李正罡,就这么死了?
大梁的开国皇帝,坐拥八荒十四州的天子,一句话便能断人死生的圣人。好像,就真的这样沉默着倒在一方榻上。就真的这样死去了。
她花了十年岁月想去杀掉的那个遥不可及的存在,此刻在庞大繁华的甘露殿内,却仿若一节枯枝朽木,看起来比一些寻常百姓家里的老人还要瘦小、可悲。

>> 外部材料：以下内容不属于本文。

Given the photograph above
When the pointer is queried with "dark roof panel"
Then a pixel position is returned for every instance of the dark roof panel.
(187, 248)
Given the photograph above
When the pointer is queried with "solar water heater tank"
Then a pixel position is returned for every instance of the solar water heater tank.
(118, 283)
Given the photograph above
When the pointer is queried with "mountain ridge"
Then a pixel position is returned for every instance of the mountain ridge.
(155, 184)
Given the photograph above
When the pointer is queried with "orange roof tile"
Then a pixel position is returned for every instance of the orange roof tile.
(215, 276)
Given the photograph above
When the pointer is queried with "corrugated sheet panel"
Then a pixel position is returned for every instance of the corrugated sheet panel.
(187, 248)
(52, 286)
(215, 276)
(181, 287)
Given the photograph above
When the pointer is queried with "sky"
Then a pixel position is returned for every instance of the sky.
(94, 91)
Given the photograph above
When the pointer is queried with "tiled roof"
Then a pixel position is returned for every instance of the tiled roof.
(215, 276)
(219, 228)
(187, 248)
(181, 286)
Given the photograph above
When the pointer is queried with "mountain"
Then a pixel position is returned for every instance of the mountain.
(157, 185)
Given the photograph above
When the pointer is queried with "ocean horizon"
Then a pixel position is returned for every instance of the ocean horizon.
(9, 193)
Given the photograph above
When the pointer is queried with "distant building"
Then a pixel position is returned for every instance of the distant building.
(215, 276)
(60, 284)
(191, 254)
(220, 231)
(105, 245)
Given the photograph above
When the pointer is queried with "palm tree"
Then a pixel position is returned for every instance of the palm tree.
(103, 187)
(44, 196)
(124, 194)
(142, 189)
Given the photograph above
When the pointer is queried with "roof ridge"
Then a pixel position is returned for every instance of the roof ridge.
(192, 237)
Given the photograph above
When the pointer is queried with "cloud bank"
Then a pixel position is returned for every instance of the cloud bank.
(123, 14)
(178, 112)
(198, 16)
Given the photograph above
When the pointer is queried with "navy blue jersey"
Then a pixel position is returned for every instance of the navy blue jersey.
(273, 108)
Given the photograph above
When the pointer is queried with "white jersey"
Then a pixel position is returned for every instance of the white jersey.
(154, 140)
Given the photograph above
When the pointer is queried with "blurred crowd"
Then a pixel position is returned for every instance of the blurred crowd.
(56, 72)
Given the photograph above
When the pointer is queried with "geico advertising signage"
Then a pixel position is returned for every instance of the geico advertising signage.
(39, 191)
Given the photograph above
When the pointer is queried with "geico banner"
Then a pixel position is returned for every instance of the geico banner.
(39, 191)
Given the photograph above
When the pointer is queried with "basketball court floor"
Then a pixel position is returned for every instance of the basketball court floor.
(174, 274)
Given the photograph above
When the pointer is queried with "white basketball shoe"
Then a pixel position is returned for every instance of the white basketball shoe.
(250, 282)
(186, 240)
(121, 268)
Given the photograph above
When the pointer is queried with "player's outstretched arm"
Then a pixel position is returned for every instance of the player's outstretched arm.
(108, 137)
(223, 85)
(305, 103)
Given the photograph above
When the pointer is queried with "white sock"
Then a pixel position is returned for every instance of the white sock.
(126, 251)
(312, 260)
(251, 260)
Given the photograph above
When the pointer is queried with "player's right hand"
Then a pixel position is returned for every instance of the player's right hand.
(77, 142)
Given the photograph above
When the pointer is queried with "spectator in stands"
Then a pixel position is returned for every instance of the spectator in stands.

杀一个人原来是多么容易。凌愿一瞬不瞬地盯着他苍白的眼皮,自己也不明白自己在想什么,只是心中默念:阿娘、阿爷、采苓…凌府的大家。我终于为你们报仇了。
然后,我该去哪里呢?
没等她细想,门口又跳进来一个人,心急火燎地跑进来,对杨梅道过歉后就立刻抓住凌愿,红着眼:“阿桥呢?我把我知道的事情都告诉皇后了,你答应过我的阿桥在哪里?!”
凌愿被她摇得头晕,抬起手来一指门口:“那…陈桥娘子…”
陈谨椒猛地扭过身子,只看到陈桥真的出现了,顿时欣喜若狂,就要跑过去,又生生刹住脚,冷静道:“我早说让你离开梁都,要不然也不至于被李意钧抓走。”
陈桥脸色发白,慢吞吞地往里走,绷着脸道:“我自己愿意。”
陈谨椒没想到陈桥居然会反驳她,气得冷笑一声,拍掌道:“好得很。大小姐可是翅膀硬了,我怎么配多嘴。”
凌愿看两人就要吵起来了,连忙叫李长安先送杨梅回去,又对一直扶着陈桥的张离屿使眼色。
陈桥文文弱弱却也礼数周到地对张离屿道了声抱歉,拿开她的手,一瘸一拐地向陈谨椒走去。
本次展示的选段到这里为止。